Além disso, essa norma legitima toda a usurpação realizada pelas famílias mais ricas do Chile e as transnacionais desde a ditadura militar. Os grandes monopólios privados que hoje existem no Chile, foram construídos a partir da usurpação dos territórios mapuche, da privatização de empresas estatais e do saque deliberado dos bens naturais como a água e o cobre. Tudo isso só foi possível porque o Chile esteve 15 anos sob uma violenta ditadura, que eliminou completamente a democracia para a classe trabalhadora e os povos originários. A ditadura estabeleceu as bases jurídicas para o saque, iniciou a privatização das empresas estatais e uma profunda contrarreforma agrária. Tudo isto foi aprofundado posteriormente pelos governos democráticos da ex Concertación e da direita.
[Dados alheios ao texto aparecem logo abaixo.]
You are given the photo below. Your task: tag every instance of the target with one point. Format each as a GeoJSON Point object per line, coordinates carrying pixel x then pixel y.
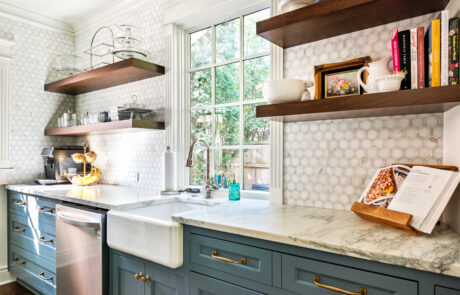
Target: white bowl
{"type": "Point", "coordinates": [287, 90]}
{"type": "Point", "coordinates": [389, 83]}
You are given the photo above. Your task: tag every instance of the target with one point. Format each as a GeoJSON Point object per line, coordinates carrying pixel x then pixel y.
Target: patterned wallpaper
{"type": "Point", "coordinates": [122, 156]}
{"type": "Point", "coordinates": [328, 163]}
{"type": "Point", "coordinates": [32, 109]}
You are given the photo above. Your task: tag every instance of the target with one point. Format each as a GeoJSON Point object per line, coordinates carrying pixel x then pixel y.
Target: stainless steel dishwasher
{"type": "Point", "coordinates": [81, 250]}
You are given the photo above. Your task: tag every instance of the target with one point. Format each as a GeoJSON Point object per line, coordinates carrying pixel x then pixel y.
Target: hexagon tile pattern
{"type": "Point", "coordinates": [32, 109]}
{"type": "Point", "coordinates": [327, 164]}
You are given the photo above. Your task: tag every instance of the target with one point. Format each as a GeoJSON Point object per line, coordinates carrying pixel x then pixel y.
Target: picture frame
{"type": "Point", "coordinates": [341, 72]}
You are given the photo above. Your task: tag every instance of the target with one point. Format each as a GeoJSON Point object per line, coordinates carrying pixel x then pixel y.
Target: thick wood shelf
{"type": "Point", "coordinates": [331, 18]}
{"type": "Point", "coordinates": [122, 72]}
{"type": "Point", "coordinates": [404, 102]}
{"type": "Point", "coordinates": [107, 128]}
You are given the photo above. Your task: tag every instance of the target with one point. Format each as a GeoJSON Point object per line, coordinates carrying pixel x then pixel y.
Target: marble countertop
{"type": "Point", "coordinates": [340, 232]}
{"type": "Point", "coordinates": [108, 197]}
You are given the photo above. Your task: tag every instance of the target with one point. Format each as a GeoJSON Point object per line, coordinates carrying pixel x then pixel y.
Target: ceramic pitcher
{"type": "Point", "coordinates": [375, 69]}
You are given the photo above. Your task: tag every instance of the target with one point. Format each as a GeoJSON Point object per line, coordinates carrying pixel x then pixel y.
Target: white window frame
{"type": "Point", "coordinates": [178, 118]}
{"type": "Point", "coordinates": [240, 103]}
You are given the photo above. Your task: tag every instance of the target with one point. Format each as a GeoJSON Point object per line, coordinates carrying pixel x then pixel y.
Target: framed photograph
{"type": "Point", "coordinates": [340, 79]}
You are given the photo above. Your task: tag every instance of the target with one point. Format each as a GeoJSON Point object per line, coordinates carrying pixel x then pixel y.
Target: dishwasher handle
{"type": "Point", "coordinates": [78, 220]}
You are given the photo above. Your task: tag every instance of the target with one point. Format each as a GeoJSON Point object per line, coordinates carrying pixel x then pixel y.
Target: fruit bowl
{"type": "Point", "coordinates": [84, 180]}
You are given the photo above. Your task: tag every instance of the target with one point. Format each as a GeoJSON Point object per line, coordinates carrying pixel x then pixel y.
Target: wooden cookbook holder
{"type": "Point", "coordinates": [389, 217]}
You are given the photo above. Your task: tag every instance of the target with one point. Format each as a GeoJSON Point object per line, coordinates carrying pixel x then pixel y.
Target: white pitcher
{"type": "Point", "coordinates": [375, 69]}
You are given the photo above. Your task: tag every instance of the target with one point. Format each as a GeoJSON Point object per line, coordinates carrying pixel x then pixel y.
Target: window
{"type": "Point", "coordinates": [228, 65]}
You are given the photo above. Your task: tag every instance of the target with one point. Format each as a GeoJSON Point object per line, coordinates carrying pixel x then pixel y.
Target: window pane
{"type": "Point", "coordinates": [254, 44]}
{"type": "Point", "coordinates": [201, 51]}
{"type": "Point", "coordinates": [228, 41]}
{"type": "Point", "coordinates": [198, 171]}
{"type": "Point", "coordinates": [201, 88]}
{"type": "Point", "coordinates": [228, 83]}
{"type": "Point", "coordinates": [228, 126]}
{"type": "Point", "coordinates": [256, 131]}
{"type": "Point", "coordinates": [227, 162]}
{"type": "Point", "coordinates": [256, 72]}
{"type": "Point", "coordinates": [201, 125]}
{"type": "Point", "coordinates": [257, 169]}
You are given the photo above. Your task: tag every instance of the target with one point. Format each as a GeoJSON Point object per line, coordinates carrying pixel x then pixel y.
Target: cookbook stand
{"type": "Point", "coordinates": [391, 218]}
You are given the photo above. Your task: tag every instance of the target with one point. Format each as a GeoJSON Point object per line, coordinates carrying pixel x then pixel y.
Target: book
{"type": "Point", "coordinates": [444, 48]}
{"type": "Point", "coordinates": [421, 56]}
{"type": "Point", "coordinates": [414, 58]}
{"type": "Point", "coordinates": [453, 51]}
{"type": "Point", "coordinates": [420, 191]}
{"type": "Point", "coordinates": [433, 54]}
{"type": "Point", "coordinates": [395, 53]}
{"type": "Point", "coordinates": [404, 57]}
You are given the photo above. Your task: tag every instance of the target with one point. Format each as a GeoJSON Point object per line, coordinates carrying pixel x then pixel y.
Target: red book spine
{"type": "Point", "coordinates": [395, 52]}
{"type": "Point", "coordinates": [421, 57]}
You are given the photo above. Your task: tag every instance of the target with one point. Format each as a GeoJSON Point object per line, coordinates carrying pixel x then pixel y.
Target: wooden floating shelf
{"type": "Point", "coordinates": [122, 72]}
{"type": "Point", "coordinates": [123, 126]}
{"type": "Point", "coordinates": [331, 18]}
{"type": "Point", "coordinates": [404, 102]}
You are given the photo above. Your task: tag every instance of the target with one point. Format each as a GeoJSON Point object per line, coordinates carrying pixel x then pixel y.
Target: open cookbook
{"type": "Point", "coordinates": [420, 191]}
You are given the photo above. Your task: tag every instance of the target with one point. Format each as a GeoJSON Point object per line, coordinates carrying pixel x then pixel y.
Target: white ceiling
{"type": "Point", "coordinates": [69, 15]}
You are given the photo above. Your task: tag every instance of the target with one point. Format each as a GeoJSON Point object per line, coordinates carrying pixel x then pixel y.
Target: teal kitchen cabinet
{"type": "Point", "coordinates": [32, 241]}
{"type": "Point", "coordinates": [134, 276]}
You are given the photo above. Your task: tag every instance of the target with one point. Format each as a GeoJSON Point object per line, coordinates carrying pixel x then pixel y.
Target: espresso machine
{"type": "Point", "coordinates": [57, 162]}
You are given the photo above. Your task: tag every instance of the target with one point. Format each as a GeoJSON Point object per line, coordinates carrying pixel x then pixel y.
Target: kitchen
{"type": "Point", "coordinates": [189, 147]}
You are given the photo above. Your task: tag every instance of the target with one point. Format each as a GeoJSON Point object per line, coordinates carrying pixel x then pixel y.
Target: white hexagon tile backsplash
{"type": "Point", "coordinates": [328, 163]}
{"type": "Point", "coordinates": [123, 156]}
{"type": "Point", "coordinates": [32, 109]}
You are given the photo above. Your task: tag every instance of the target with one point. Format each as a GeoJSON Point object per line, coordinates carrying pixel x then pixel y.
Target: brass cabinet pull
{"type": "Point", "coordinates": [44, 210]}
{"type": "Point", "coordinates": [146, 278]}
{"type": "Point", "coordinates": [363, 291]}
{"type": "Point", "coordinates": [19, 203]}
{"type": "Point", "coordinates": [46, 241]}
{"type": "Point", "coordinates": [41, 276]}
{"type": "Point", "coordinates": [16, 261]}
{"type": "Point", "coordinates": [215, 256]}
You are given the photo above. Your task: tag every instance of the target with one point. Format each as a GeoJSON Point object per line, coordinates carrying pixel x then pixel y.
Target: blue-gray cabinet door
{"type": "Point", "coordinates": [445, 291]}
{"type": "Point", "coordinates": [308, 276]}
{"type": "Point", "coordinates": [163, 283]}
{"type": "Point", "coordinates": [122, 277]}
{"type": "Point", "coordinates": [203, 285]}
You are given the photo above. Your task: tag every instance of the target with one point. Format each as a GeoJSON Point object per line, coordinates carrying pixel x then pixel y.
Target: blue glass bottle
{"type": "Point", "coordinates": [234, 192]}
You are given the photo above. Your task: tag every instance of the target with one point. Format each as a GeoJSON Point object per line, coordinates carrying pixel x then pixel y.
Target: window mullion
{"type": "Point", "coordinates": [241, 152]}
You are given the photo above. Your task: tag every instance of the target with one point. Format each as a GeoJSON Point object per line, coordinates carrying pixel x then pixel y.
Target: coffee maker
{"type": "Point", "coordinates": [57, 162]}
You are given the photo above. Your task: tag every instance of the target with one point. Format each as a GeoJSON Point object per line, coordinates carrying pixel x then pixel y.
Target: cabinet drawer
{"type": "Point", "coordinates": [38, 242]}
{"type": "Point", "coordinates": [251, 263]}
{"type": "Point", "coordinates": [203, 285]}
{"type": "Point", "coordinates": [445, 291]}
{"type": "Point", "coordinates": [41, 212]}
{"type": "Point", "coordinates": [33, 270]}
{"type": "Point", "coordinates": [298, 275]}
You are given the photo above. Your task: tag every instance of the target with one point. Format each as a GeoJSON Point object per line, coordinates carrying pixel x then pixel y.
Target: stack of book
{"type": "Point", "coordinates": [429, 55]}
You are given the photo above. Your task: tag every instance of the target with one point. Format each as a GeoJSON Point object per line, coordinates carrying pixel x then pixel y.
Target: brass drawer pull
{"type": "Point", "coordinates": [16, 261]}
{"type": "Point", "coordinates": [41, 276]}
{"type": "Point", "coordinates": [363, 291]}
{"type": "Point", "coordinates": [44, 210]}
{"type": "Point", "coordinates": [215, 256]}
{"type": "Point", "coordinates": [42, 239]}
{"type": "Point", "coordinates": [146, 278]}
{"type": "Point", "coordinates": [19, 203]}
Aprovar uma norma que propõe o pagamento prévio de indenizações significa legitimar todo esse saque, já que se reconhece que essas famílias multimilionárias são donas legítimas das terras, do solo, da água e das empresas, e que se quisermos expropriá-las, devemos pagar-lhes bilhões de dólares de indenizações, dinheiro que o Estado evidentemente não tem.
Assim, tal norma aprovada será uma das maiores travas legais que existirão para solucionar os problemas do povo trabalhador e também dos povos originários. Esta norma vai na contramão da norma aprovada sobre restituição de territórios aos povos indígenas.
Vitória? Para quem?
A norma dos povos originários propõe que o Estado deverá estabelecer, em relação às terras, “instrumentos jurídicos eficazes para seu cadastro, regularização, demarcação, titularidade, reparação e restituição. A restituição constitui um mecanismo preferível de reparação, de utilidade pública e interesse geral”.
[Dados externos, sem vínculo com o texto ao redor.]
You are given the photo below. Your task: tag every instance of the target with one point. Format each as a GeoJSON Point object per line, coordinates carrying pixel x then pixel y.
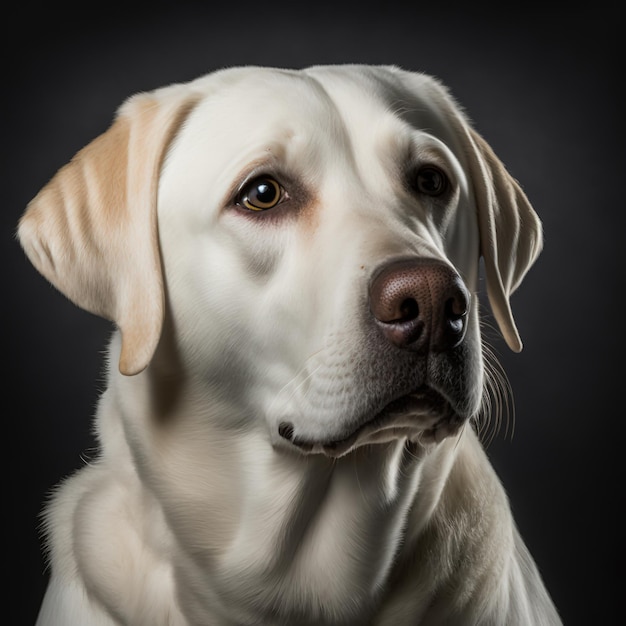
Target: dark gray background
{"type": "Point", "coordinates": [540, 85]}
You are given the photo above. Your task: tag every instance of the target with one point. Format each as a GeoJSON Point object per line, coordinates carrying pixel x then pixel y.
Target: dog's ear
{"type": "Point", "coordinates": [510, 231]}
{"type": "Point", "coordinates": [92, 230]}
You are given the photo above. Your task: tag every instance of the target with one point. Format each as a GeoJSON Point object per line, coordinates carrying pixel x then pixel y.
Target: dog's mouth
{"type": "Point", "coordinates": [423, 416]}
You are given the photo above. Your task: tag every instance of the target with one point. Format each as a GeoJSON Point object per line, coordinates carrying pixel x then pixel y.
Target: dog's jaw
{"type": "Point", "coordinates": [423, 417]}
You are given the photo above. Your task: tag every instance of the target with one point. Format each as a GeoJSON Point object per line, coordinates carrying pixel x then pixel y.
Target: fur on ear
{"type": "Point", "coordinates": [511, 235]}
{"type": "Point", "coordinates": [92, 230]}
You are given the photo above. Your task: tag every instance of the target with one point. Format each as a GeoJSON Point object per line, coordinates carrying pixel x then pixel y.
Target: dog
{"type": "Point", "coordinates": [296, 374]}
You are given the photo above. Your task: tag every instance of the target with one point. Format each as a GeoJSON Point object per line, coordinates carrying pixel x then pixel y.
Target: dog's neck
{"type": "Point", "coordinates": [268, 528]}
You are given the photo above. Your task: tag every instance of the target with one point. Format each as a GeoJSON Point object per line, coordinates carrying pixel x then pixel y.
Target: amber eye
{"type": "Point", "coordinates": [431, 181]}
{"type": "Point", "coordinates": [260, 194]}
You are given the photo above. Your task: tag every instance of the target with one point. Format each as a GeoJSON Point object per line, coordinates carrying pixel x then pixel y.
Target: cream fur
{"type": "Point", "coordinates": [232, 323]}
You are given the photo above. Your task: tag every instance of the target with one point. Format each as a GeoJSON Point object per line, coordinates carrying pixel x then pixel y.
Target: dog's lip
{"type": "Point", "coordinates": [400, 416]}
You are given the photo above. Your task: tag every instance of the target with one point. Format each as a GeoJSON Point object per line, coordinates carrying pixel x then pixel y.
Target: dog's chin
{"type": "Point", "coordinates": [423, 417]}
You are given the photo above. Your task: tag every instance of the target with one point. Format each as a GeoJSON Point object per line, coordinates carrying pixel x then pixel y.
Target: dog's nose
{"type": "Point", "coordinates": [420, 305]}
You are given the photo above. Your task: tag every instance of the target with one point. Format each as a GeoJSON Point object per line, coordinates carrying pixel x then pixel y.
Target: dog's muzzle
{"type": "Point", "coordinates": [420, 305]}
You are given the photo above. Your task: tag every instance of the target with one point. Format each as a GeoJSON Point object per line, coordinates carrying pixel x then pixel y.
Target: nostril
{"type": "Point", "coordinates": [455, 309]}
{"type": "Point", "coordinates": [285, 430]}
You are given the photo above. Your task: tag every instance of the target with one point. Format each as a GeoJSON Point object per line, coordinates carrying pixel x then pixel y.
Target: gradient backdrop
{"type": "Point", "coordinates": [538, 85]}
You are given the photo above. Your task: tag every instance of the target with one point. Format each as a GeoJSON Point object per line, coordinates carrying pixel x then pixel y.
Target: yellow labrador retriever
{"type": "Point", "coordinates": [288, 434]}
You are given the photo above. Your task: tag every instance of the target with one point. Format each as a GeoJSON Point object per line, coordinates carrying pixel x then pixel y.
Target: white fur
{"type": "Point", "coordinates": [196, 511]}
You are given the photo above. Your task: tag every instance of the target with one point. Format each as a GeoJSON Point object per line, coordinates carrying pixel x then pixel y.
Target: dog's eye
{"type": "Point", "coordinates": [261, 194]}
{"type": "Point", "coordinates": [431, 181]}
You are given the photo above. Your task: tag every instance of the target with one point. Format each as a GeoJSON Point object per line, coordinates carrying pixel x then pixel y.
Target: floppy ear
{"type": "Point", "coordinates": [92, 230]}
{"type": "Point", "coordinates": [510, 232]}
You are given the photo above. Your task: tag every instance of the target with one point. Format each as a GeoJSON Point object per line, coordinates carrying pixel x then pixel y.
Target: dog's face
{"type": "Point", "coordinates": [315, 237]}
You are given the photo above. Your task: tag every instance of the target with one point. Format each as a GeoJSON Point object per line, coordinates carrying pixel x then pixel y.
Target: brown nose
{"type": "Point", "coordinates": [420, 305]}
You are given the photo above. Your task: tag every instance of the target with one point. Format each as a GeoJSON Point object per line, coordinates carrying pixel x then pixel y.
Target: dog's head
{"type": "Point", "coordinates": [312, 239]}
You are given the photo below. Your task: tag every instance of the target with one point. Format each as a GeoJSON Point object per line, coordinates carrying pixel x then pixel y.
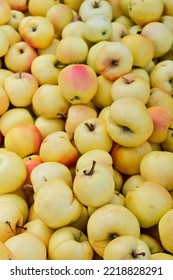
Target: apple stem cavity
{"type": "Point", "coordinates": [90, 126]}
{"type": "Point", "coordinates": [91, 171]}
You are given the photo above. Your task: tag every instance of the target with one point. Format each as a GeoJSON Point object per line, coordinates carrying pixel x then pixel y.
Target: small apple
{"type": "Point", "coordinates": [20, 88]}
{"type": "Point", "coordinates": [23, 139]}
{"type": "Point", "coordinates": [78, 83]}
{"type": "Point", "coordinates": [113, 60]}
{"type": "Point", "coordinates": [67, 240]}
{"type": "Point", "coordinates": [127, 247]}
{"type": "Point", "coordinates": [63, 206]}
{"type": "Point", "coordinates": [19, 57]}
{"type": "Point", "coordinates": [124, 126]}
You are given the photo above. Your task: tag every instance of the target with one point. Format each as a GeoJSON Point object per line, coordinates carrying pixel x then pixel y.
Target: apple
{"type": "Point", "coordinates": [5, 12]}
{"type": "Point", "coordinates": [127, 159]}
{"type": "Point", "coordinates": [156, 166]}
{"type": "Point", "coordinates": [40, 8]}
{"type": "Point", "coordinates": [21, 5]}
{"type": "Point", "coordinates": [12, 35]}
{"type": "Point", "coordinates": [94, 134]}
{"type": "Point", "coordinates": [72, 49]}
{"type": "Point", "coordinates": [162, 119]}
{"type": "Point", "coordinates": [49, 102]}
{"type": "Point", "coordinates": [126, 247]}
{"type": "Point", "coordinates": [124, 126]}
{"type": "Point", "coordinates": [19, 57]}
{"type": "Point", "coordinates": [40, 229]}
{"type": "Point", "coordinates": [55, 204]}
{"type": "Point", "coordinates": [51, 66]}
{"type": "Point", "coordinates": [153, 244]}
{"type": "Point", "coordinates": [141, 48]}
{"type": "Point", "coordinates": [20, 88]}
{"type": "Point", "coordinates": [38, 32]}
{"type": "Point", "coordinates": [49, 170]}
{"type": "Point", "coordinates": [17, 173]}
{"type": "Point", "coordinates": [59, 15]}
{"type": "Point", "coordinates": [132, 181]}
{"type": "Point", "coordinates": [95, 7]}
{"type": "Point", "coordinates": [27, 246]}
{"type": "Point", "coordinates": [143, 12]}
{"type": "Point", "coordinates": [161, 76]}
{"type": "Point", "coordinates": [165, 230]}
{"type": "Point", "coordinates": [4, 47]}
{"type": "Point", "coordinates": [47, 125]}
{"type": "Point", "coordinates": [67, 240]}
{"type": "Point", "coordinates": [139, 200]}
{"type": "Point", "coordinates": [108, 222]}
{"type": "Point", "coordinates": [97, 28]}
{"type": "Point", "coordinates": [119, 30]}
{"type": "Point", "coordinates": [103, 97]}
{"type": "Point", "coordinates": [160, 97]}
{"type": "Point", "coordinates": [113, 60]}
{"type": "Point", "coordinates": [58, 147]}
{"type": "Point", "coordinates": [154, 31]}
{"type": "Point", "coordinates": [23, 139]}
{"type": "Point", "coordinates": [78, 83]}
{"type": "Point", "coordinates": [14, 116]}
{"type": "Point", "coordinates": [5, 253]}
{"type": "Point", "coordinates": [131, 85]}
{"type": "Point", "coordinates": [10, 218]}
{"type": "Point", "coordinates": [15, 18]}
{"type": "Point", "coordinates": [76, 114]}
{"type": "Point", "coordinates": [161, 256]}
{"type": "Point", "coordinates": [4, 101]}
{"type": "Point", "coordinates": [93, 185]}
Embora esta norma seja um avanço no papel, nada garante que o Estado não demorará 10, 20 ou 30 anos para restituir algumas terras. Não se sabe quais serão essas terras nem o mecanismo que o Estado adotará para restituí-las. Hoje, as empresas florestais são donas de mais de 3 milhões de hectares de terras no tradicional território mapuche. A norma aprovada deixa totalmente em aberto a possibilidade de o Estado comprar algumas das terras das empresas florestais, pagando preço de mercado, para restituí-las a determinadas comunidades indígenas. Não há nenhuma garantia da restituição total das terras. Tudo dependerá dos futuros governos. E temos visto nos últimos 50 anos que esses governos, sejam de “esquerda” ou de direita, estão a serviço das famílias donas do país, como as famílias Matte e Angelini, as principais donas de empresas florestais.
Papel lamentável dos constituintes independentes e dos povos originários
Lamentamos o papel cumprido por muitos dos constituintes independentes da esquerda, dos coletivos Pueblo Constituyente, Movimientos Sociales e Coordinadora Plurinacional e também dos povos originários. Muitos desses constituintes representam seus territórios e povos e são depositários de enorme confiança popular.
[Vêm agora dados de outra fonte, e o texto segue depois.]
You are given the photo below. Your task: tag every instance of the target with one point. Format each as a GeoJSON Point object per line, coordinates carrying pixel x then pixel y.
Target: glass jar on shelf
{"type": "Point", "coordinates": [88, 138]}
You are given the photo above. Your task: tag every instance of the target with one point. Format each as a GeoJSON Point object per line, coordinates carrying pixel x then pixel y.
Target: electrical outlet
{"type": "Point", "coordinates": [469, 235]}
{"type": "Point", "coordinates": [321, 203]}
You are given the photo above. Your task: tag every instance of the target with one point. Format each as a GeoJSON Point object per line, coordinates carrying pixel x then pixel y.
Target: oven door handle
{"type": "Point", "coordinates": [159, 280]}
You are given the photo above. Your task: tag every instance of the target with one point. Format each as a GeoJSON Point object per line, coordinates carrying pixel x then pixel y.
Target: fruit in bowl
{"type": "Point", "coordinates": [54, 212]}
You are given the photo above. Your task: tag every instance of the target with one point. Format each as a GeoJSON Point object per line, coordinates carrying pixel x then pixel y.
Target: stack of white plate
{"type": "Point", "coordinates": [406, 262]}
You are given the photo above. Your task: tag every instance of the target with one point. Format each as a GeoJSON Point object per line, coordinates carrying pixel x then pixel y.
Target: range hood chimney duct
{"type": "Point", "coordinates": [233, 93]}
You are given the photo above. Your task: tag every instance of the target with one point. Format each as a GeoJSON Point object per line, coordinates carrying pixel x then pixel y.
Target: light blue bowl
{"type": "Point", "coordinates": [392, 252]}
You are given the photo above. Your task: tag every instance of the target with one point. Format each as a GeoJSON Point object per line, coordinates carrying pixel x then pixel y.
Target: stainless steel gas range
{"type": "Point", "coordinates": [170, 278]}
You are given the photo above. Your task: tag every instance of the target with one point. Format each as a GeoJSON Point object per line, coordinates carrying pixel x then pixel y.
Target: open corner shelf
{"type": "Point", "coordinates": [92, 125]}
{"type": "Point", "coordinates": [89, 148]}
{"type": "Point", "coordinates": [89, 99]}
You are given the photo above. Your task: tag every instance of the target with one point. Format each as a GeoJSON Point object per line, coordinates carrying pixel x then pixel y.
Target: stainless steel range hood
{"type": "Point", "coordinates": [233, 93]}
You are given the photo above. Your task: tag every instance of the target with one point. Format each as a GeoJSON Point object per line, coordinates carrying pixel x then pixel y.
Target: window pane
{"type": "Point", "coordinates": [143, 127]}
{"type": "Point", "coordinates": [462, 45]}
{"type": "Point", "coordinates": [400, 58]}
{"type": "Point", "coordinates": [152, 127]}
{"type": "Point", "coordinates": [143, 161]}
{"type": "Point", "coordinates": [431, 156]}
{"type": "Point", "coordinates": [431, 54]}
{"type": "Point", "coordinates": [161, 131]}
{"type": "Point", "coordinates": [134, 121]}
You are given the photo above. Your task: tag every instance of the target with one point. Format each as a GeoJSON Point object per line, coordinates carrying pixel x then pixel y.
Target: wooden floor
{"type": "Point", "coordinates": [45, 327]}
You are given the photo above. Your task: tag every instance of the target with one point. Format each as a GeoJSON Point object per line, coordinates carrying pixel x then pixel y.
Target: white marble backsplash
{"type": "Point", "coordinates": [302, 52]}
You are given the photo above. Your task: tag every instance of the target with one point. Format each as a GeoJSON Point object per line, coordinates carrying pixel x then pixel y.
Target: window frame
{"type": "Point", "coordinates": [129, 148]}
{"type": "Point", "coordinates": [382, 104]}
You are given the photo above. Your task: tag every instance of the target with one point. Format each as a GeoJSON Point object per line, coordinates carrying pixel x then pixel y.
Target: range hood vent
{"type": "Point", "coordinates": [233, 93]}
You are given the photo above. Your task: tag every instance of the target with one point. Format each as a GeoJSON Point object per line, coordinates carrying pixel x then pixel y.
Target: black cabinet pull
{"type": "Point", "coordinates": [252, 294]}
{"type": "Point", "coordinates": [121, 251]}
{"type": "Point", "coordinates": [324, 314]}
Por outro lado, o Partido Socialista, a Frente Ampla e os Independentes não Neutros cumpriram um papel totalmente nefasto na atual Convenção Constitucional. Através de suas chantagens, estão limitando as conquistas desta Convenção e dirigindo os independentes para os espúrios acordos que o povo sempre criticou nas ruas. Estão preparando uma nova explosão social em mais algum tempo, já que os profundos problemas do Chile não serão solucionados com os “remendos” da Nova Constituição.
A Constituição que está sendo redigida, embora contenha avanços em alguns aspectos, como os direitos trabalhistas, o aborto, etc., está mantendo a estrutura econômica e política do país, que terá como consequência manter o saque do Chile pelas 10 famílias chilenas mais ricas e algumas transnacionais e bancos imperialistas.